今回は、税金とは少し離れて「空き家を活用するための知恵袋」をご紹介します。
まず「知恵袋」では、空き家の現状から発生する様々な不安への解決策を例示しています。
ポイントは、プロの活用、定期借家、借主がリフォームする契約の3つに絞られて紹介されていますが、中でも3つ目の「借主がリフォームする契約」に注目したいと思います。
従来の契約形態では、貸主となる個人住宅の所有者が、費用を負担してリフォームを行うことになっています。 こうした契約形態では、借主は住む家を改装できない、改装が許されたとしても退去時に元に戻す義務があるといったことから、自分の好みの改装をしたくてもできないという課題がありました。 そこで登場したのが、「借主負担DIY型」と呼ばれている新しい契約形態です。基本的な考え方は、家賃を相場より低く設定し、その浮いた分の費用で借主がリフォームやDIYによる改装をできるようにし、 改装した部分は元に戻す必要がない(手を加えた状態のままで退去)というものです。
「知恵袋」では貸主と借主の双方のメリットして、次のようなものを挙げています。
貸主のメリット | 借主のメリット |
---|---|
現状のままの状態で貸すことが可能となる | 持ち家のように自分の好みにできる |
借主が長期間住んでくれる可能性がある | 持ち家のように自分の好みにできる |
退去時には貸出時よりも価値が上がる可能性がある | 退去時に原状回復費用を取られない |
「借主負担DIY型」には、不具合なく住める状態のものを賃貸する「現状有姿型」と、故障や不具合など修繕を要する箇所がある「一部要修繕型」があります。 「一部要修繕型」の場合は、貸主が修繕をしない代わりに、家賃はさらに引き下げて設定し、借主が自身で修繕をしてから住むか、不具合を承知でそのまま住むかを選べるというスタイルになっています。
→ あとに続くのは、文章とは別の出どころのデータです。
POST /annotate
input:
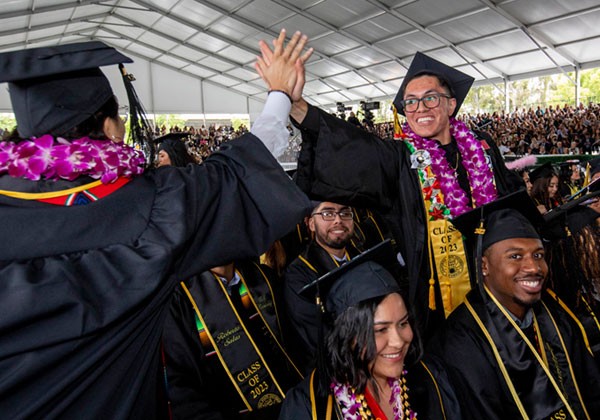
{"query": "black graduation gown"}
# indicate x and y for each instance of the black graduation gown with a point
(478, 380)
(341, 163)
(198, 388)
(429, 393)
(85, 289)
(304, 314)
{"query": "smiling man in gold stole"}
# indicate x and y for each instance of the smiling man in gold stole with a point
(511, 350)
空き家に対する取り組みは、官民ともに徐々に増えてきています。こうした「知恵袋」のように、官が提供する情報や制度などを活用し、今後の対策を考えることも有効ではないでしょうか?
この情報は2015年9月時点の情報を元に執筆されています。最新の情報とは異なる場合もございますので、あらかじめご了承ください。